Keep in mind, not all dogs can tolerate turmeric. It is a warming supplement, so if your dog seems pant a lot or sleeps on the cool floor, skip the turmeric.
Caution: If your dog’s on any medications, check with your vet before adding turmeric to her diet.
Turmeric can interact with some medications, including anti-inflammatory and diabetes drugs, and chemotherapy treatments.
Omega-3s can help dogs who suffer from chronic joint pain by reducing inflammation.
They can also help regulate and reduce the effects of arthritis in dogs.
Avoid purchasing Fish oil Omega-3s for dogs because it can be toxic to pets. Fish oil supplements oxidize when exposed to oxygen and this actually increases inflammation in pets.
Try this one: Marine Phytoplankton Omega 3 EPA
This is a vegetarian supplement contains omega 3 fatty acids, but not fatty acids obtained from fish.
Phytoplankton food contains the Omega-3 essential fatty acids nearly double the amount of omega-3 fats by weight as fish oil. 
Aids for Dachshund Mobility
In addition to the above treatment options, you may also want to try a mobility aid.
You can Equip your dog with a wheelchair or back brace to help her get around.
Orthopedic braces for dogs help them regain their strength and sense of independence.
Visit the Best IVDD Dog Wheelchair Reviews article.
A sling or harness can be beneficial for your dog. Use these to help your dog upstairs, into the car, or when navigating rough terrain. 
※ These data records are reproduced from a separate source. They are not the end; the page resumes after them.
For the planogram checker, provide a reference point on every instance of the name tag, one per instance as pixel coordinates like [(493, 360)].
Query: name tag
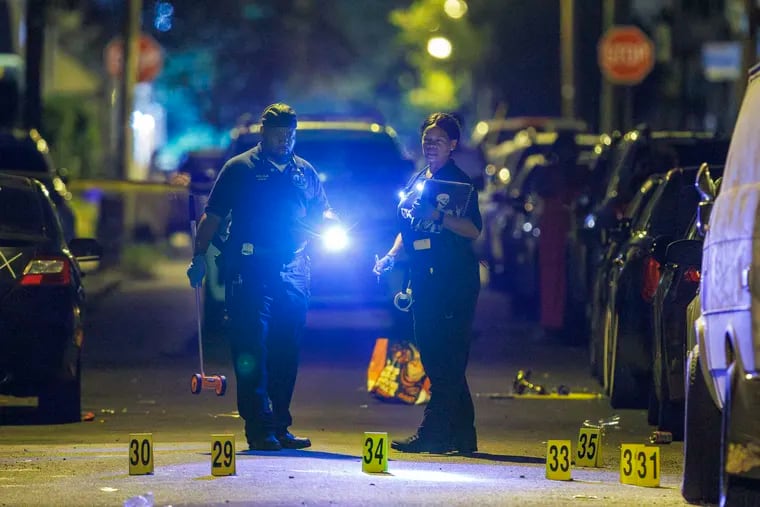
[(422, 244)]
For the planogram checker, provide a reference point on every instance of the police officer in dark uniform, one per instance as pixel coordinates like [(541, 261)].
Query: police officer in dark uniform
[(445, 282), (276, 203)]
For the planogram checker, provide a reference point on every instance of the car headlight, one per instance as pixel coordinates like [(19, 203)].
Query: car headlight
[(335, 238)]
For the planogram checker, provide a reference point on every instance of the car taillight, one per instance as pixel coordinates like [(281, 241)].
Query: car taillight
[(692, 275), (650, 279), (50, 271)]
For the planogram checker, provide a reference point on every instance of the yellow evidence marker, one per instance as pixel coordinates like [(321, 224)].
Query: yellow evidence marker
[(558, 460), (375, 452), (223, 454), (140, 453), (640, 465), (588, 453)]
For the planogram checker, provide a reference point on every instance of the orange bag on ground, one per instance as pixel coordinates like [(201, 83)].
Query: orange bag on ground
[(395, 373)]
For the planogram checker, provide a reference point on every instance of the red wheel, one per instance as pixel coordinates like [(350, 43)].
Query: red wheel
[(221, 385), (196, 383)]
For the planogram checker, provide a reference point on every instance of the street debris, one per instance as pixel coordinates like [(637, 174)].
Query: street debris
[(602, 424), (523, 385), (145, 500), (523, 388), (660, 437)]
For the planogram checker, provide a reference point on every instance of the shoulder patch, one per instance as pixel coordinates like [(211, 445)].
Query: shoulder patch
[(754, 71)]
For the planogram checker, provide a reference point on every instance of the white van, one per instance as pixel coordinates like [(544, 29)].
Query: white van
[(722, 432)]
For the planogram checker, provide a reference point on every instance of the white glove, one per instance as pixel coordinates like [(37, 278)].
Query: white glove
[(197, 270)]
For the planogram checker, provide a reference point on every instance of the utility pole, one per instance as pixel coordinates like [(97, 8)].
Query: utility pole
[(131, 30), (567, 56), (749, 45)]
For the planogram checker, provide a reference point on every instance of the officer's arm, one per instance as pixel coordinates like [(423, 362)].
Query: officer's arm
[(207, 227), (398, 246)]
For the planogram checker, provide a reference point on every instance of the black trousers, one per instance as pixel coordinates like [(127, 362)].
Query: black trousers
[(267, 303), (443, 315)]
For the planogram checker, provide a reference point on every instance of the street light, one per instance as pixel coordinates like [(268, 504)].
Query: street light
[(439, 47)]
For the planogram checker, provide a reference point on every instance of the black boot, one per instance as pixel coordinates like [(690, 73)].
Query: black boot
[(290, 441), (266, 442), (465, 441)]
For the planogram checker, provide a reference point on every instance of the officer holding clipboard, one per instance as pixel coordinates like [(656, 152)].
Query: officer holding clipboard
[(438, 220)]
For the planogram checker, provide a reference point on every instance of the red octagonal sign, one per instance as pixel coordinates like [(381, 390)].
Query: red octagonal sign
[(150, 60), (626, 55)]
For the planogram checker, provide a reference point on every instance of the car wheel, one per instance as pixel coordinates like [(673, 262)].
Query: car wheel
[(734, 490), (61, 401), (653, 408), (701, 470), (671, 416), (596, 342)]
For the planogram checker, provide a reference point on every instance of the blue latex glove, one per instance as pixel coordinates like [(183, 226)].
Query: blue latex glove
[(383, 264), (423, 209), (197, 270)]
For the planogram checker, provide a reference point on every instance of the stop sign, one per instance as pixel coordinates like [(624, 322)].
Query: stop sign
[(150, 60), (626, 55)]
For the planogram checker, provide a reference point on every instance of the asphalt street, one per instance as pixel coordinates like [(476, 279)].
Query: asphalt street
[(141, 349)]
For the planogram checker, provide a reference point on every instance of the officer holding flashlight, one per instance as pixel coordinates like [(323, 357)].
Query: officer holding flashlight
[(277, 203)]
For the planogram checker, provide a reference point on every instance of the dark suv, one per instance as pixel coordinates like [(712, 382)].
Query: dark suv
[(363, 167), (26, 153)]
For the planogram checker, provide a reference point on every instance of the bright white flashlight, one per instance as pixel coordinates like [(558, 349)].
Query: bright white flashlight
[(335, 238)]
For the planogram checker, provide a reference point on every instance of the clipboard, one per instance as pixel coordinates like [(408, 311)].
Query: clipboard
[(450, 197)]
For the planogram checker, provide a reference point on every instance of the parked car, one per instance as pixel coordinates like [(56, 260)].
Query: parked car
[(617, 236), (624, 163), (488, 134), (679, 280), (721, 450), (42, 299), (363, 167), (26, 153), (511, 208)]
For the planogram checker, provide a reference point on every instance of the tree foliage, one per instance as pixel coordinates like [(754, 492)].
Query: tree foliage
[(439, 84)]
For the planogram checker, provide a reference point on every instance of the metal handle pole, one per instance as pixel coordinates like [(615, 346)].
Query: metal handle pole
[(193, 232)]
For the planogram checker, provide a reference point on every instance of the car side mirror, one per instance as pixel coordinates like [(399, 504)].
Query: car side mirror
[(705, 184), (659, 248), (684, 251), (704, 209), (85, 249), (621, 229)]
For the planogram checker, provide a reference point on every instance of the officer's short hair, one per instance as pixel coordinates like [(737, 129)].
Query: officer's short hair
[(446, 122), (279, 115)]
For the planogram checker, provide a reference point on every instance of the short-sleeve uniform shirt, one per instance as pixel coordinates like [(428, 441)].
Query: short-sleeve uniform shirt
[(449, 255)]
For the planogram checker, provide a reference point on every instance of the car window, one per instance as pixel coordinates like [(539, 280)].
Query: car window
[(18, 155), (672, 209), (20, 212), (641, 213)]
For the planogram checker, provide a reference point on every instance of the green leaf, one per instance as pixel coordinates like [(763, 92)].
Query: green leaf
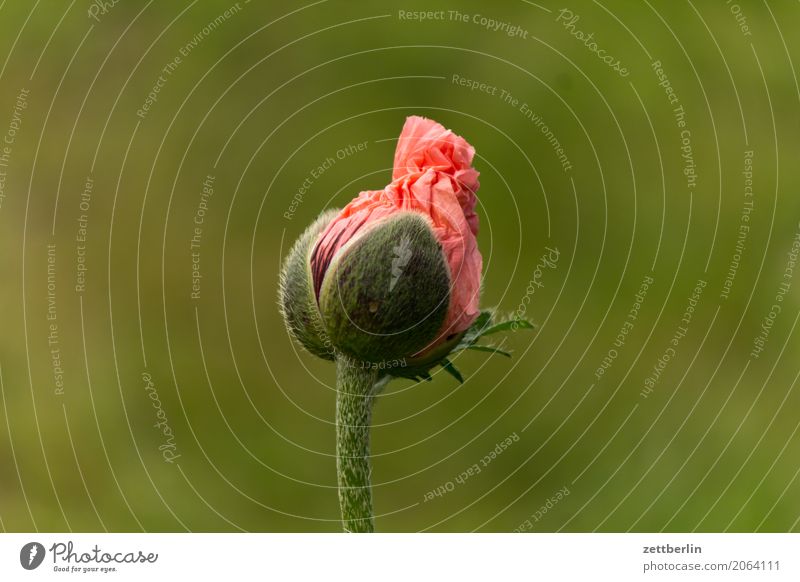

- DodgersList IVDD Forum: Learn more from other dog moms and dads about IVDD.
- IVDD Info on Pinterest
- DodgersList Physiotherapy YouTube Channel for a post-operative paralyzed dogs.
- Crate rest for dogs: advice for vets by Dr. Marianne Dorn.
- Walking with your recovering dog by Dr. Marianne Dorn.
- Crate Rest Activities for Dogs after Back, Hip, Leg Injuries
- Why your Dachshund with IVDD should not see a Chiropractor
- Sling walking your dog after surgery
Unfortunately, IVDD can keep your dachshund from doing all of his favorite things: playing, jumping, and digging. Using IVDD prevention tips can help reduce the risk of your dog getting IVDD.
If your dog does have IVDD, the combination of your vet’s care, physical therapy, mobility aids, and natural supplements will help your dog through the healing process.